Die Europäische Union verschärft die Gangart gegenüber Iran: Mit einem Öl-Embargo und dem Sperren der Konten der iranischen Zentralbank soll mehr Druck auf das Regime in Teheran ausgeübt werden. Spätestens vom 1. Juli an sollen die Öleinfuhren aus dem Land gestoppt werden und mit weiteren Sanktionen die petrochemische Industrie des Landes beeinträchtigt werden.

EU-Staaten einigen sich auf Oelembargo

Harte Sanktionen gegen Teheran: Die EU-Staaten haben sich auf ein Öl-Embargo verständigt. Im Bild: Ein Arbeiter in einer iranischen Öl-Raffinerie.

(Foto: dapd)

Die verschärften Strafmaßnahmen gegen Iran wurden von den EU-Außenministern in Brüssel beschlossen. Die USA hatten ihre Verbündeten zu entsprechenden Schritten aufgerufen.
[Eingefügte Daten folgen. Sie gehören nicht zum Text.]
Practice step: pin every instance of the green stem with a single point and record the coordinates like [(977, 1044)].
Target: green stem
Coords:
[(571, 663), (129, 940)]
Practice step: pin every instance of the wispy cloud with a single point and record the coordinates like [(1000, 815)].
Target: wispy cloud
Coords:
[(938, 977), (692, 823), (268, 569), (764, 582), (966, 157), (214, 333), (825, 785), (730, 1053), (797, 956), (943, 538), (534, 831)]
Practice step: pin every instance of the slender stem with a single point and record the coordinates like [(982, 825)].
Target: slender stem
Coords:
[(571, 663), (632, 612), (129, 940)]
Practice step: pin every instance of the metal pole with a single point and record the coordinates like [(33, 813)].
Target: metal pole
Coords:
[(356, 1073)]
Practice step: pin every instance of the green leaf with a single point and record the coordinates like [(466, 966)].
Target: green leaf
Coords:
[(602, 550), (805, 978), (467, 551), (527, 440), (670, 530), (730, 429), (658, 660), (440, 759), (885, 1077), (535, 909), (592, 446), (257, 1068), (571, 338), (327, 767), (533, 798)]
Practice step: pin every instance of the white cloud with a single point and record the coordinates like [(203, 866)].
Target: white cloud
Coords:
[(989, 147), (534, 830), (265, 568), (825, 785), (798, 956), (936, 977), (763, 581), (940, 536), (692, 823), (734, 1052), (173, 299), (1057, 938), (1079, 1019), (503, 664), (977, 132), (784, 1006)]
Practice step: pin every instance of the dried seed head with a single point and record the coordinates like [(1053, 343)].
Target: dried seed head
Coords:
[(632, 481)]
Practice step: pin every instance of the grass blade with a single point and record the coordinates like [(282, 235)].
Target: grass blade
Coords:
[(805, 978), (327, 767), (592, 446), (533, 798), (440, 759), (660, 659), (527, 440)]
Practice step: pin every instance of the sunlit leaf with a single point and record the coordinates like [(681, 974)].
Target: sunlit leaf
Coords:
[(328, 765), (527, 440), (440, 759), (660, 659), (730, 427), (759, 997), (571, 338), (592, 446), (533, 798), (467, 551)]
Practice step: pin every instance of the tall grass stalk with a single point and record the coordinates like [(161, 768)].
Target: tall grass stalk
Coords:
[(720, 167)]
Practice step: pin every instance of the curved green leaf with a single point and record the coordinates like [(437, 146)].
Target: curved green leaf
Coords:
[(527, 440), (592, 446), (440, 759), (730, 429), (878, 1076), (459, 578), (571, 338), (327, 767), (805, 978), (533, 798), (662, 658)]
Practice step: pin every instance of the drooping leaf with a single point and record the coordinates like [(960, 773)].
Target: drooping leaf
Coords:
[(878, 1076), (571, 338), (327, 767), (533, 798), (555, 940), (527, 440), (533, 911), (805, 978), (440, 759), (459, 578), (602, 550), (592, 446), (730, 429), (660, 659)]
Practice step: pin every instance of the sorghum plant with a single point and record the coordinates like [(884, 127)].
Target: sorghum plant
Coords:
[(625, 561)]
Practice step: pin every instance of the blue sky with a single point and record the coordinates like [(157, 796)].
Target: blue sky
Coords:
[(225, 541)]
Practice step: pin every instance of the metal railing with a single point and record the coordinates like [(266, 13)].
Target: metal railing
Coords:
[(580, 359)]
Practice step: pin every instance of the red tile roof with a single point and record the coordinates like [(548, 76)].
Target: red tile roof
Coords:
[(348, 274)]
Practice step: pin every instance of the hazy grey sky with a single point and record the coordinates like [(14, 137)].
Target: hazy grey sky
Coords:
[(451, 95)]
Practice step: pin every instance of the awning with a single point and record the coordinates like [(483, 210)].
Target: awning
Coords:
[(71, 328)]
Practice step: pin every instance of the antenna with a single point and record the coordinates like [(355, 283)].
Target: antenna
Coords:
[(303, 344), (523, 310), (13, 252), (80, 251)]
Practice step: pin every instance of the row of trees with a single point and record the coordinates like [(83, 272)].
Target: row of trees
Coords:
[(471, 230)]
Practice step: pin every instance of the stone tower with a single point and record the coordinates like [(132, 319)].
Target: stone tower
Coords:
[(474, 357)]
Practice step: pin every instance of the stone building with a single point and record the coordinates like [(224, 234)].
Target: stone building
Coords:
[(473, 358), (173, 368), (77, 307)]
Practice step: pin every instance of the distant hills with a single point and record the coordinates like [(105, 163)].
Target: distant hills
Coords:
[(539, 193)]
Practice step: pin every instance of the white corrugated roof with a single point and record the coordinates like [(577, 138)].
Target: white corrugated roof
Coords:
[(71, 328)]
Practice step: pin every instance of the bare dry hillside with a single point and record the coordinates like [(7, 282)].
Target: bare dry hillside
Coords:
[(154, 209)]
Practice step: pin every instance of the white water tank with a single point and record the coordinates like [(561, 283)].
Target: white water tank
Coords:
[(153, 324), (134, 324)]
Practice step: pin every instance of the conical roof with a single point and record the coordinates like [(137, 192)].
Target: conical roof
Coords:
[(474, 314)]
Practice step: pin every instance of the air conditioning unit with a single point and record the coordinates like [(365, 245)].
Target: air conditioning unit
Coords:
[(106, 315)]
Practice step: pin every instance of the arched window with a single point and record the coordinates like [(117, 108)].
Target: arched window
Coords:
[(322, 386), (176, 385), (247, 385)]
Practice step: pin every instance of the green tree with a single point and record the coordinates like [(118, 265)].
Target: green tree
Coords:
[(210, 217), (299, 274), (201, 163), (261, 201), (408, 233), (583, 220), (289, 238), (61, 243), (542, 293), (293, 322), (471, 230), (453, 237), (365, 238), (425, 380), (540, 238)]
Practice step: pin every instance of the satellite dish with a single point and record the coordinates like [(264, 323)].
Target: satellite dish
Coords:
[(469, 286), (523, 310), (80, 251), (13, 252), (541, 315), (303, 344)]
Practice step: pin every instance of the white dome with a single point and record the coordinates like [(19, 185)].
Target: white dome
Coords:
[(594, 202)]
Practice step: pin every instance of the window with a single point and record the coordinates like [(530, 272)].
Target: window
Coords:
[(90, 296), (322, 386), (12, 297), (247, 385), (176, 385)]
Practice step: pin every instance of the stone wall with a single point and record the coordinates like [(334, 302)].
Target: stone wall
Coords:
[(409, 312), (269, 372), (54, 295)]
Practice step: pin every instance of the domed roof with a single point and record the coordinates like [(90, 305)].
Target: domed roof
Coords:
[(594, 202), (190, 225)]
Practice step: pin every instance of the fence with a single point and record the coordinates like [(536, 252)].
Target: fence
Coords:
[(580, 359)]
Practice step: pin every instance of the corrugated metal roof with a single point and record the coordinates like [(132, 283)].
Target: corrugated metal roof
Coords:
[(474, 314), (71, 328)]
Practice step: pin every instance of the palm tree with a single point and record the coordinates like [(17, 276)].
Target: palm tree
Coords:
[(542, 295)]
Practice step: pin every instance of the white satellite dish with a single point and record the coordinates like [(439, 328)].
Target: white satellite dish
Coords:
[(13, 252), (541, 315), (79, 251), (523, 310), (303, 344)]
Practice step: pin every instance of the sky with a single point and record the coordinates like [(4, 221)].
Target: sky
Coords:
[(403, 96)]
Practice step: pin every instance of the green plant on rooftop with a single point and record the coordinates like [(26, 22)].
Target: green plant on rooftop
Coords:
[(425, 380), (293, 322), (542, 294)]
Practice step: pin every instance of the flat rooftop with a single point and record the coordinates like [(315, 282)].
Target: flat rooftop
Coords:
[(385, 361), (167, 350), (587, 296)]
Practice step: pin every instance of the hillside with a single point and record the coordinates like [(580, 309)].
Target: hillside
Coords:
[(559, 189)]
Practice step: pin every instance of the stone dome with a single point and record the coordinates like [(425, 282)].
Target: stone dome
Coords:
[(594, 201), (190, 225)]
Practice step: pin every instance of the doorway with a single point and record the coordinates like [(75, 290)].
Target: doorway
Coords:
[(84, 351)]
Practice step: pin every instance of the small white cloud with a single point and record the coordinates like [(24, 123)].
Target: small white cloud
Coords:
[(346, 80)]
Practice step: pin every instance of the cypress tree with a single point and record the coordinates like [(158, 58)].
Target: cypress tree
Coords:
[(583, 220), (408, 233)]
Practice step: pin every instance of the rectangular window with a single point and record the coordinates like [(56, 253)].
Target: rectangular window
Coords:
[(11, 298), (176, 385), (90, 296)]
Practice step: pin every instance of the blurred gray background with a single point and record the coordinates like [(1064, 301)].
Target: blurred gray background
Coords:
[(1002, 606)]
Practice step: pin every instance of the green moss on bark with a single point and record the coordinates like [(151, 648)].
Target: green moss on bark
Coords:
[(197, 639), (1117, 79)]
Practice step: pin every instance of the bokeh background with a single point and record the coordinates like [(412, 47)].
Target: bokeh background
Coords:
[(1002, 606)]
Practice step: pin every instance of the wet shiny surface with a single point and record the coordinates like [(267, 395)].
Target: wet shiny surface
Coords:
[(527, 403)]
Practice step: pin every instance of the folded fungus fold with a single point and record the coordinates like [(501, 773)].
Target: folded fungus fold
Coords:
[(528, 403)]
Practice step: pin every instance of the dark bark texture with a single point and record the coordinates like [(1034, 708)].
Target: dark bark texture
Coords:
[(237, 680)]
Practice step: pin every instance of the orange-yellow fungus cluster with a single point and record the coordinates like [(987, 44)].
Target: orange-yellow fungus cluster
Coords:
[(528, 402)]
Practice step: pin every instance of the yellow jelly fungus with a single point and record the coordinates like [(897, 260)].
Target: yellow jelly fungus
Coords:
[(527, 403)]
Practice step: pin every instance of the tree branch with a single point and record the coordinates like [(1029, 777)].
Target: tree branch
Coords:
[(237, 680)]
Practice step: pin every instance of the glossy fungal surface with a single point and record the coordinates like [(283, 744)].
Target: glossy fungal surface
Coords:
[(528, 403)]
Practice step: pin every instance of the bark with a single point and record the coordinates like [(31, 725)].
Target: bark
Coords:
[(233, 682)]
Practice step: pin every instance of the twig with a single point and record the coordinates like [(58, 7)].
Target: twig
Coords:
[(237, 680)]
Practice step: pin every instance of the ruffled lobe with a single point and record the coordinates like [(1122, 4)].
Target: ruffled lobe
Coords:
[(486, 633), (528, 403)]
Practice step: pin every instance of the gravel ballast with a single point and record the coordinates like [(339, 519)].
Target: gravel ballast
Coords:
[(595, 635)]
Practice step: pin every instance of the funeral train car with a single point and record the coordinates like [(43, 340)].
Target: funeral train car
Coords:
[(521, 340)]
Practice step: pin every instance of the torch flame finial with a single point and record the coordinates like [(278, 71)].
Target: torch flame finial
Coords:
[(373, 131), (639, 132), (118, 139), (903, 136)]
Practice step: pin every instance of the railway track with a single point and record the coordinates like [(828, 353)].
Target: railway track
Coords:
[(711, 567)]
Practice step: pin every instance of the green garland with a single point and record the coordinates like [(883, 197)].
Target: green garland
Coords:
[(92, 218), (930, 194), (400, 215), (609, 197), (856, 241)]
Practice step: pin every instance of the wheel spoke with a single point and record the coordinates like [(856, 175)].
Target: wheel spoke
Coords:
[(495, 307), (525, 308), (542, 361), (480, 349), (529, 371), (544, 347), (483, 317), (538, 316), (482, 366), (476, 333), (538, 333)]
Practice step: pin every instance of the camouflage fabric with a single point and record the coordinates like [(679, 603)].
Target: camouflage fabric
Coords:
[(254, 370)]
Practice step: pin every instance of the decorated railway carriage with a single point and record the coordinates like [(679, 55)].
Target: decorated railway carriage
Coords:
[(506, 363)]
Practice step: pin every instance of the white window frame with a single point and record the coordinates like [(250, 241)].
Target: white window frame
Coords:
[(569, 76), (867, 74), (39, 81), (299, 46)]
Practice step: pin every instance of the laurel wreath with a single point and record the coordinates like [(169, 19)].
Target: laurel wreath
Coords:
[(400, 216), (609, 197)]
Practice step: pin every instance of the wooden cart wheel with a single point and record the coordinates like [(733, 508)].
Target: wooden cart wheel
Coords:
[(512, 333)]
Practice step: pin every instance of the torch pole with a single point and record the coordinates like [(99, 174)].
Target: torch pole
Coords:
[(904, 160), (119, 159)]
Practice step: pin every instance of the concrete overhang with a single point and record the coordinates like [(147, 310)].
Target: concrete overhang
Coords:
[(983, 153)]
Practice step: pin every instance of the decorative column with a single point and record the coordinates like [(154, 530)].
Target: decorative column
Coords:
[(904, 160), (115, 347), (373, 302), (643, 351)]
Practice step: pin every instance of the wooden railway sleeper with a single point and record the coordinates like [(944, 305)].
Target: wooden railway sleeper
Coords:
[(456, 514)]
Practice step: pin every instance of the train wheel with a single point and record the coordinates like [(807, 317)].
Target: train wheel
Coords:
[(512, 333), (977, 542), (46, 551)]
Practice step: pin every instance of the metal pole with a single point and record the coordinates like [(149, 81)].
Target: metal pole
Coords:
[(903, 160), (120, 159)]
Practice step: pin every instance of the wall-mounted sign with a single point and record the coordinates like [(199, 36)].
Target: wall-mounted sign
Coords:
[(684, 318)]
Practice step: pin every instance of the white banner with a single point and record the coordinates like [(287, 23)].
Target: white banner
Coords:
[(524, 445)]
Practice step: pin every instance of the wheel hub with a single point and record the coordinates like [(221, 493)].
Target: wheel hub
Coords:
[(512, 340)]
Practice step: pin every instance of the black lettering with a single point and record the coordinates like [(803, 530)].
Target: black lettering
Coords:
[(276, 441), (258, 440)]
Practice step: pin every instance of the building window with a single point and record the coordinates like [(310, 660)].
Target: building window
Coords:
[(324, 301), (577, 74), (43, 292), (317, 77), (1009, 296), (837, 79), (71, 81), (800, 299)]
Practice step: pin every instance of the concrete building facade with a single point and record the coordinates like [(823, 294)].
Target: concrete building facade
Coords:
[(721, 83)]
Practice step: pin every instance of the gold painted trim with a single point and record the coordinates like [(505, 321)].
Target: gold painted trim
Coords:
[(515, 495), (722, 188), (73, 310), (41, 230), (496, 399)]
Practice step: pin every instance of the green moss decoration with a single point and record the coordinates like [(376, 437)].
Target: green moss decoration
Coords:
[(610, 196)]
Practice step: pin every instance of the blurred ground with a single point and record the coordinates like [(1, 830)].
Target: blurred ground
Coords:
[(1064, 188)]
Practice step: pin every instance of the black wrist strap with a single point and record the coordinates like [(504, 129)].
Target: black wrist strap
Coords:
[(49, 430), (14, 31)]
Der britische Außenminister William Hague sprach am Rande des Treffens von einem "beispiellosen Sanktionspaket". Die Sanktionen der EU gegen Teheran seien eine Reaktion auf die "anhaltenden Verstöße Irans gegen die Resolutionen des UN-Sicherheitsrats und die Weigerung, sinnvolle Verhandlungen über das Atomprogramm aufzunehmen".

Auch der israelische Ministerpräsident Benjamin Netanjahu hat die EU-Entscheidung begrüßt: Die Sanktionen seien "ein Schritt in die richtige Richtung". Der Westen verdächtigt Iran, nach Atomwaffen zu streben; die Regierung in Teheran bestreitet dies. Der deutsche Außenminister Guido Westerwelle sagte, es gehe darum, "dass wir nicht akzeptieren können, dass Iran nach der Atombombe greift". Das sei "nicht nur eine Frage der Sicherheit für die Region, das ist eine Frage der Sicherheit für die gesamte Welt".

Die am Montag beschlossenen Sanktionen sind die bisher härtesten im dem seit 2005 andauernden Konflikt zwischen der internationalen Gemeinschaft und der Regierung in Teheran um das Atomprogramm des Landes. Die USA wollen zusammen mit Europa die iranische Ölindustrie schwächen, um Teheran zum Nachgeben im Atomstreit zu zwingen.

Die Maßnahmen im Überblick:

[] Die Einfuhr iranischen Öls wird vom 1. Juli 2012 an verboten, die Einfuhr petrochemischer Produkte vom 1. Mai 2012 an. Bis dahin dürfen laufende Bezugsverträge von den EU-Staaten abgewickelt werden. Italien darf auch darüber hinaus noch Öl einführen, weil es dafür nichts an Iran zahlt. Es handelt sich bei den Lieferungen um die Bezahlung iranischer Schulden in Rom. Neue Investitionen in Ölfirmen in Iran sind nicht mehr erlaubt.

[] Die erwarteten Auswirkungen des Öl-Embargos sollen bis Mai überprüft werden. Griechenland, das bis zu 25 Prozent seines Öls aus Iran bezieht, wird eventuell Unterstützung bekommen, um Ersatzlieferanten zu finden.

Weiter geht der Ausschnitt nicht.